I tend to agree with Ted. Prayer has more to do with theists showing each other how devout they are. If you're constantly telling each other how you will pray for this, that, or the other, I don't necessarily think they believe it's really going to work. But, it's part of the "group think" and "shop talk" of the religious. Yes, there are those that believe in its inherent "power." But I suspect they are in the minority. 

Reminds of something Bill Maher once said, and this is paraphrasing. If someone tells me they're a good Christian, what they want me to think is that they are somehow a morally upstanding person. What I actually think is that they're delusional. Much the same effect as when someone tells me they'll pray for something.

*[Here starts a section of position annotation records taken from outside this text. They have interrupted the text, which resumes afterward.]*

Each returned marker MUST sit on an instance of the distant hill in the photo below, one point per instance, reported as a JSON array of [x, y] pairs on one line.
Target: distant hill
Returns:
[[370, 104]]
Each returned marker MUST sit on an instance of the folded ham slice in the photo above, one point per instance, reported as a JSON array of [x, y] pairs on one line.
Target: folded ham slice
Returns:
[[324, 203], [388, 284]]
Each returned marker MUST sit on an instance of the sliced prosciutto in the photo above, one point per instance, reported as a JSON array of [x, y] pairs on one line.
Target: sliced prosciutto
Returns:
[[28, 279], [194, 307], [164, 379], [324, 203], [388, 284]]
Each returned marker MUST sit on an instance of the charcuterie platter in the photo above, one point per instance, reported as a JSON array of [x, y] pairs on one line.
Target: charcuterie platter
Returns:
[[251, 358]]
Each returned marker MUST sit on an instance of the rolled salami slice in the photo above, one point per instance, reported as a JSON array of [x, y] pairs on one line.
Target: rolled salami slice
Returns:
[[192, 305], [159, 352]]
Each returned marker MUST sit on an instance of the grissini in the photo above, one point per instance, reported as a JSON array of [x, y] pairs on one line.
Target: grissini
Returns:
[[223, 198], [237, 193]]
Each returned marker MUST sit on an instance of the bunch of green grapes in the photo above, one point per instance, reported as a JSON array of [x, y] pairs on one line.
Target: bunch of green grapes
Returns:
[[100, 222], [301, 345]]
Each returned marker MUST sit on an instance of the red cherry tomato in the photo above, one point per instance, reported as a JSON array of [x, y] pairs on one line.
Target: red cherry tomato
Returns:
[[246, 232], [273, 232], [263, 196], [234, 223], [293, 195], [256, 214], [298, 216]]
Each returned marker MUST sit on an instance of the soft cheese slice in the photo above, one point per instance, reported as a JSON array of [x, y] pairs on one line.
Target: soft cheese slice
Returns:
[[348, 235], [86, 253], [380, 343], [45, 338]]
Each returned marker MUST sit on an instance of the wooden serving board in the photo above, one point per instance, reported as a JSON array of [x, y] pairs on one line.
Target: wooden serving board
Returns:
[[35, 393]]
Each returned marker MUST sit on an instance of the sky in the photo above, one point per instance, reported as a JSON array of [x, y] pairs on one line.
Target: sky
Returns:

Comment by Ted Foureagles on September 11, 2013 at 10:55am

Loren:

Was it Dennett who talked about 'belief in belief'?  Or, as Joni Mitchell sang, 'We love our lovin'.  In that sense, submission (even feigned) to Sky Chief could be seen as self-serving pleasure seeking -- perhaps gaining a sense of righteousness or, for the more cynical, brownie points.  Only a few of the Christians that I know seem to actually believe that prayer will affect an outcome.  The hope of effect seems more aimed toward their relationships with peers.  I remind them that their original preacher man told tem to pray in private, but that's not a very popular message -- probably wasn't back then either.

}}}}

Comment by Loren Miller on September 11, 2013 at 9:49am

Well, submission is what a lot of religion is about, including christianity.  "Not my will but thine be done" and all that.  The question is: what happens when you submit yourself to something that doesn't exist?  That rather reminds me of the driver who set his RV on cruise control, then went in the back to make a sandwich and...!

Comment by Ted Foureagles on September 11, 2013 at 9:35am

My religious friends say that prayer is an act of submission.  Ironically, they seem quite proud of that!